[opam-devel] Using binaries

Anil Madhavapeddy anil at recoil.org
Fri Jan 22 13:53:53 GMT 2016


On 22 Jan 2016, at 05:47, Louis Gesbert <louis.gesbert at ocamlpro.com> wrote:
> 
> Le vendredi 22 janvier 2016, 08:34:34 Gabriel Scherer a écrit :
>> I would be interested in some more information on this. This seems very
>> simple as you say it, but I had not thought about the fact that OPAM
>> already has the capacities to act as a binary distribution platform -- I
>> somehow thought that there would be an announcement of some new extra
>> features at some point designed for binary distribution.
>> 
>> Louis, you are saying that this is feasible. Are you aware of this actually
>> having been done? For example, is anyone working on providing a, say, opam
>> repository for x86-64 binaries corresponding to the packages available on
>> opam-repository?
>> 
>> I suppose that if people proposed that, they would probably pre-build
>> binaries for only a subset of the possible packages or configurations.

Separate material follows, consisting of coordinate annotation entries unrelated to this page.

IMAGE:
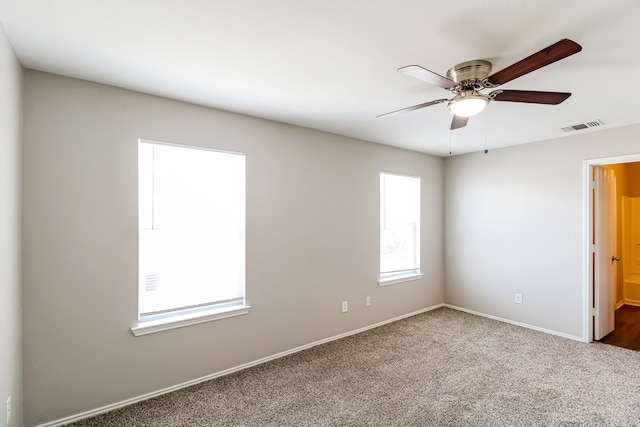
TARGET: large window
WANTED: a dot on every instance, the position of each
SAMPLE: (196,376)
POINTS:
(399,228)
(192,234)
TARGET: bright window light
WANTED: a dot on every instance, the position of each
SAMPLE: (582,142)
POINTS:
(399,226)
(192,230)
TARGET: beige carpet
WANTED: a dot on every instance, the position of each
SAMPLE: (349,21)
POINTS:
(441,368)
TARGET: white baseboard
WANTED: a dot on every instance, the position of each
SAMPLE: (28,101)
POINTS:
(127,402)
(524,325)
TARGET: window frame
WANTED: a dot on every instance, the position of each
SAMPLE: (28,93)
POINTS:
(189,315)
(405,275)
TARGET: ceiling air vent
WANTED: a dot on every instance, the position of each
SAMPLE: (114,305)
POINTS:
(583,126)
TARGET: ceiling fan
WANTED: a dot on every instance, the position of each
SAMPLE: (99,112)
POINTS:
(468,79)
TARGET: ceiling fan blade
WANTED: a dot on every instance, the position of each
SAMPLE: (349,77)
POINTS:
(428,76)
(459,122)
(530,96)
(415,107)
(546,56)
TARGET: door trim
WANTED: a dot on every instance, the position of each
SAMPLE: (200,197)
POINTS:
(587,220)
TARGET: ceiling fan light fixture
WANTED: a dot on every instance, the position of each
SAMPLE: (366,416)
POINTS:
(467,104)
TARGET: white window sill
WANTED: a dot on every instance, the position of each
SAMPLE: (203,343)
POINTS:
(399,279)
(153,326)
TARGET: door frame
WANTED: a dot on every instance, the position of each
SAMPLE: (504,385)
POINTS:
(587,288)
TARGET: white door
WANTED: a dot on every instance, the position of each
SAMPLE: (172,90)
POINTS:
(604,211)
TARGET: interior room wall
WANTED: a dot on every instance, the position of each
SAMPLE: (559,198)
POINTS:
(10,290)
(515,224)
(620,171)
(312,242)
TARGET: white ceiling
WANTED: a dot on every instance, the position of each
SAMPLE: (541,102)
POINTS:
(331,64)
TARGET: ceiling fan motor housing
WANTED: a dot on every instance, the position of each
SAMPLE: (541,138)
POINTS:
(470,73)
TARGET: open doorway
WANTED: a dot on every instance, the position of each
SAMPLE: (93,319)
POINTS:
(614,251)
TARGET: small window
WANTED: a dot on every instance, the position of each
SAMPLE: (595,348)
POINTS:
(399,228)
(192,234)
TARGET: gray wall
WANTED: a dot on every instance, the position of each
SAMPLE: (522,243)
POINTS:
(10,291)
(312,241)
(514,223)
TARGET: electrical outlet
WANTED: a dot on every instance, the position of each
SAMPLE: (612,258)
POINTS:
(7,407)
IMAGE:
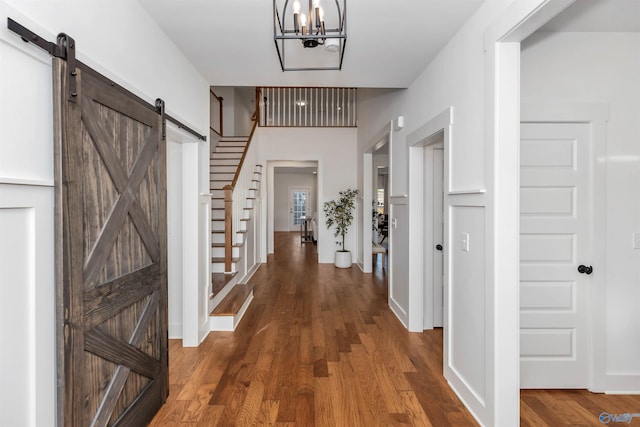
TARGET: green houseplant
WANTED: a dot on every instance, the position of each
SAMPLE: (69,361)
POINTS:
(339,214)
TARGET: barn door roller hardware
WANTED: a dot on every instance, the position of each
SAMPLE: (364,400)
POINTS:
(66,49)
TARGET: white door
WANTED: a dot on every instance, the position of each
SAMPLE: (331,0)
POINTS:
(298,206)
(438,237)
(555,230)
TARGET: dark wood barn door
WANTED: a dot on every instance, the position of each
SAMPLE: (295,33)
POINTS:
(111,254)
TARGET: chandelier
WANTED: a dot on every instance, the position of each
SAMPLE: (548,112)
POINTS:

>> Would it work to mix a "binary repository" that provides only a subset of
>> the packages, and the official source repository, and would package query
>> solvers have a way to do the right thing there? Or would it be the
>> responsibility of the alternate repository provider to include a
>> source-only fallback for the non-distributed packages? (This would make it
>> harder to have a single repository with binary packages for several
>> architectures.)
> 
> `ocp-bin` was an experiment to provide such a cache of pre-built packages, 
> falling back to building from source when unavailable for the current setup.

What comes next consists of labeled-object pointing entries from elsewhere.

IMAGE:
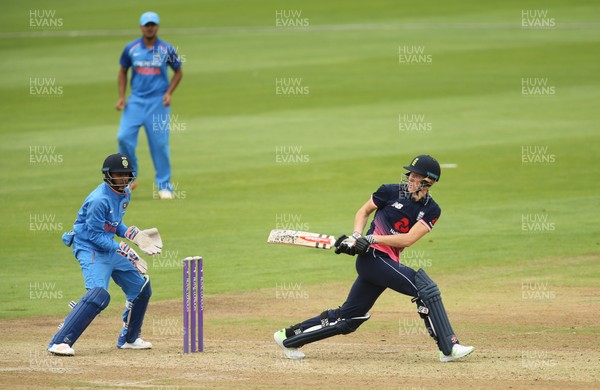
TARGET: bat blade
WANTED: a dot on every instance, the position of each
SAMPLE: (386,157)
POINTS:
(299,238)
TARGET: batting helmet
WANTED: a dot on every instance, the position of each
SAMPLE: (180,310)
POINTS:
(425,165)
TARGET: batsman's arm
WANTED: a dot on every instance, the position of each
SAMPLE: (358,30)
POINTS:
(362,216)
(403,240)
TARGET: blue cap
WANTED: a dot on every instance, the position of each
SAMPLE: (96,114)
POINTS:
(149,17)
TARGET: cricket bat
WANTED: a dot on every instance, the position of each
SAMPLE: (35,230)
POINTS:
(298,238)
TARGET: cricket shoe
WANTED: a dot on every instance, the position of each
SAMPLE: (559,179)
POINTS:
(137,344)
(458,351)
(290,353)
(165,194)
(61,349)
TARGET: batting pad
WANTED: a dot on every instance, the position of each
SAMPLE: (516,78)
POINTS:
(430,294)
(320,332)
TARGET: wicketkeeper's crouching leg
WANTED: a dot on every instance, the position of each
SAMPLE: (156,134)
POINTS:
(82,315)
(331,324)
(431,309)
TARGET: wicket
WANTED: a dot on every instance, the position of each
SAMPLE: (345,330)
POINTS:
(193,304)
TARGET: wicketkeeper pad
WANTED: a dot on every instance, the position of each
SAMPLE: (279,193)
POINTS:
(84,312)
(429,293)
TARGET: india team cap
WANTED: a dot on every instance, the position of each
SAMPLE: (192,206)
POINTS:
(149,17)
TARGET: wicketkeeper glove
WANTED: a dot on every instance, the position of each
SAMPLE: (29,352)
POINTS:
(363,243)
(149,240)
(127,252)
(345,244)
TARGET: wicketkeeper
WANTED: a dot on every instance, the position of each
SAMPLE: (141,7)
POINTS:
(100,218)
(404,213)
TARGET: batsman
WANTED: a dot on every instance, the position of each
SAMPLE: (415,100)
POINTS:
(99,219)
(404,213)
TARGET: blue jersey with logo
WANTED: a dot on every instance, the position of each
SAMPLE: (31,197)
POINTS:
(100,218)
(396,214)
(149,66)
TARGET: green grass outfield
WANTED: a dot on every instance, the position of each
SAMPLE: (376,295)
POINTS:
(233,134)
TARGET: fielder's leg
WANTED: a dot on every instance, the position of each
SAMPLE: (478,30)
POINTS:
(157,125)
(431,309)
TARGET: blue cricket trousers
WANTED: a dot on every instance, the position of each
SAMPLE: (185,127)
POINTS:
(376,272)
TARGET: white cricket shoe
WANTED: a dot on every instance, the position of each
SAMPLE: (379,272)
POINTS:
(165,194)
(290,353)
(62,349)
(137,344)
(458,351)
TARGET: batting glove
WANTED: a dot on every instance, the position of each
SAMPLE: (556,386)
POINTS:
(127,252)
(363,243)
(149,240)
(345,244)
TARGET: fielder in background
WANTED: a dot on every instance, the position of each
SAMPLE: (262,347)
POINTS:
(404,213)
(149,103)
(99,219)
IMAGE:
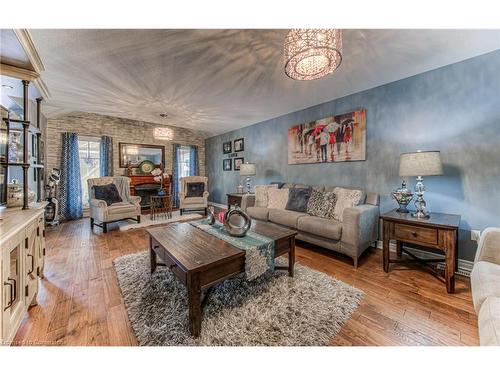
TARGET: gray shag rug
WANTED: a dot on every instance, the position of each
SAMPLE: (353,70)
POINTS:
(308,309)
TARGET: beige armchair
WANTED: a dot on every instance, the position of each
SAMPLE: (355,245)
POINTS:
(129,208)
(187,202)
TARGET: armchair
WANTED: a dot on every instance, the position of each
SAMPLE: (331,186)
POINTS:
(196,201)
(129,208)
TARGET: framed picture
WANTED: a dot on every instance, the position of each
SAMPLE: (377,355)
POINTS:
(239,144)
(226,147)
(134,154)
(227,165)
(332,139)
(237,163)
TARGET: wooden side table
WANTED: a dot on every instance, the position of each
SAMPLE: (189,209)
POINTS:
(439,232)
(234,198)
(161,206)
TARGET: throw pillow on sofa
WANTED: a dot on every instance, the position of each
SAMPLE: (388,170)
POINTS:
(277,198)
(322,204)
(261,194)
(345,198)
(298,198)
(108,193)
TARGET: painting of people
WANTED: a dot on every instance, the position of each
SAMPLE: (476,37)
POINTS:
(328,140)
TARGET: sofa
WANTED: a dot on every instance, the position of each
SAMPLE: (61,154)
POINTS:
(100,211)
(352,235)
(485,284)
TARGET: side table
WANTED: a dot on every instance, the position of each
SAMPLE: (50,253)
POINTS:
(161,206)
(439,232)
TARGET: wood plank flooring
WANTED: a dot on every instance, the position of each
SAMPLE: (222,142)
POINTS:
(79,302)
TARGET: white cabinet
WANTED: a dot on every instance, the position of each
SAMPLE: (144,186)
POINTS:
(22,248)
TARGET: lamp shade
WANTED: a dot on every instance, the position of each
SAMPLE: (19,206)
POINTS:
(421,163)
(247,169)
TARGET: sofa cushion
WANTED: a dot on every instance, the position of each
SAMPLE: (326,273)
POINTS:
(195,189)
(297,199)
(485,282)
(285,217)
(319,226)
(321,204)
(261,195)
(346,198)
(259,213)
(277,198)
(489,322)
(108,193)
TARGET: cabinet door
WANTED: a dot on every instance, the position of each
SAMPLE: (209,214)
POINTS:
(40,251)
(31,280)
(12,286)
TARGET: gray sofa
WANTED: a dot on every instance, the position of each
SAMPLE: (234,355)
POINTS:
(357,231)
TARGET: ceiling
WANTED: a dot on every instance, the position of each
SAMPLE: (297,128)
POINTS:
(220,80)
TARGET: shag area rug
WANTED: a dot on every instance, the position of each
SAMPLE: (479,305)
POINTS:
(274,309)
(147,222)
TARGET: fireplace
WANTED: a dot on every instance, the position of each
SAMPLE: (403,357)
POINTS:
(144,186)
(145,191)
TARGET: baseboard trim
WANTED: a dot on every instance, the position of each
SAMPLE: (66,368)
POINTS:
(464,266)
(219,205)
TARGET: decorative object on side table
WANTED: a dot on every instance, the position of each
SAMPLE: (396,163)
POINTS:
(420,163)
(159,176)
(403,196)
(247,170)
(237,222)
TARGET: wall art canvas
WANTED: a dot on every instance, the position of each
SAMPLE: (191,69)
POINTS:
(331,139)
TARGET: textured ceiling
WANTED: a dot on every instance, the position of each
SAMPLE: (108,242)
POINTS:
(219,80)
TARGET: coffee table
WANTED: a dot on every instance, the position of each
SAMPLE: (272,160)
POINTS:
(200,260)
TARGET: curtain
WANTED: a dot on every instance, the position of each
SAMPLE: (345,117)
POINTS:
(106,159)
(175,174)
(70,192)
(193,161)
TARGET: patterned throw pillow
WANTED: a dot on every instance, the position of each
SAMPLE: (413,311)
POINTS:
(108,193)
(261,194)
(345,198)
(322,204)
(277,198)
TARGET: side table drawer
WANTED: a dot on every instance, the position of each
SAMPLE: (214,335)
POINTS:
(412,233)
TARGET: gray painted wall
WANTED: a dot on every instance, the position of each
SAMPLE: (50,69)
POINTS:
(454,109)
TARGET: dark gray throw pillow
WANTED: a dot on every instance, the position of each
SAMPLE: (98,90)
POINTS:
(298,198)
(108,193)
(195,189)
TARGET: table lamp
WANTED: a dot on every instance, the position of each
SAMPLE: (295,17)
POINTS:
(419,164)
(247,169)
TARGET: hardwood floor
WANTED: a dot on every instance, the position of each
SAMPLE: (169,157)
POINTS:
(79,302)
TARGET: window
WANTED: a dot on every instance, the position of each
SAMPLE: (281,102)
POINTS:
(89,153)
(184,159)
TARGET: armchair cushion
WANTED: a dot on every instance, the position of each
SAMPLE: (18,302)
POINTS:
(108,193)
(195,189)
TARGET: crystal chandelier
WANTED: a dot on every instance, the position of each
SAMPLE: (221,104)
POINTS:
(312,53)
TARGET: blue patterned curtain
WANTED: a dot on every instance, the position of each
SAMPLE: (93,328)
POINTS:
(193,161)
(70,192)
(106,159)
(175,174)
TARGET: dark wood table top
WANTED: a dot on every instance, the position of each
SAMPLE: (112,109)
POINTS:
(436,219)
(196,250)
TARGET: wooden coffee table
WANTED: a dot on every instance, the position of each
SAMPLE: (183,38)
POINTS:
(200,260)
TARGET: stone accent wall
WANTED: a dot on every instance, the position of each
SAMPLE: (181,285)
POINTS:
(122,130)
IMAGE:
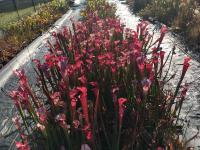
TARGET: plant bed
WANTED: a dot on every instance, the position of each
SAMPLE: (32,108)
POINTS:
(182,16)
(101,86)
(20,34)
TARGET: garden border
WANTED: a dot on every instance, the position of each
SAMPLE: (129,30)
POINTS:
(18,60)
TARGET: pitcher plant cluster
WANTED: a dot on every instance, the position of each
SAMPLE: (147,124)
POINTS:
(102,86)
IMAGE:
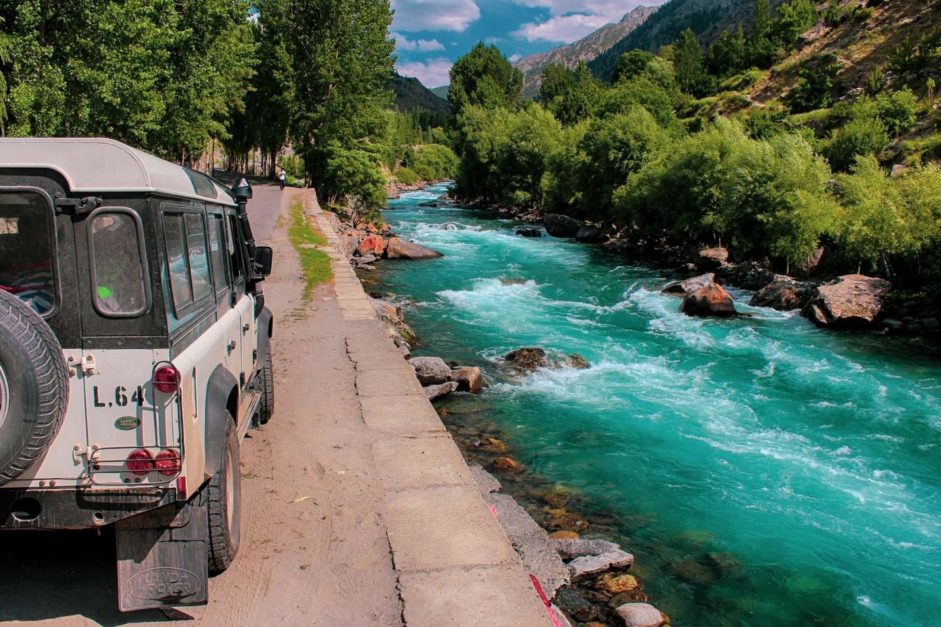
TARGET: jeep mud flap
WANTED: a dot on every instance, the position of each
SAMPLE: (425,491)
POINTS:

> With the official OCaml distribution, you would hit issues of relocation 
> though, although there are some hacks around that 
> (https://github.com/OCamlPro/ocp-reloc)
> 
> So although there are no real barriers in Opam for a binary repository, doing 
> something like a conversion from source repo to binary repo, especially with 
> OCaml, raises some challenges.

How about an OPAM switch that uses the compiler relocation patch and musl libc and the right CFLAGS to link everything statically by default?  That should provide an experience similar to Go, with an output binary that is standalone (including libc).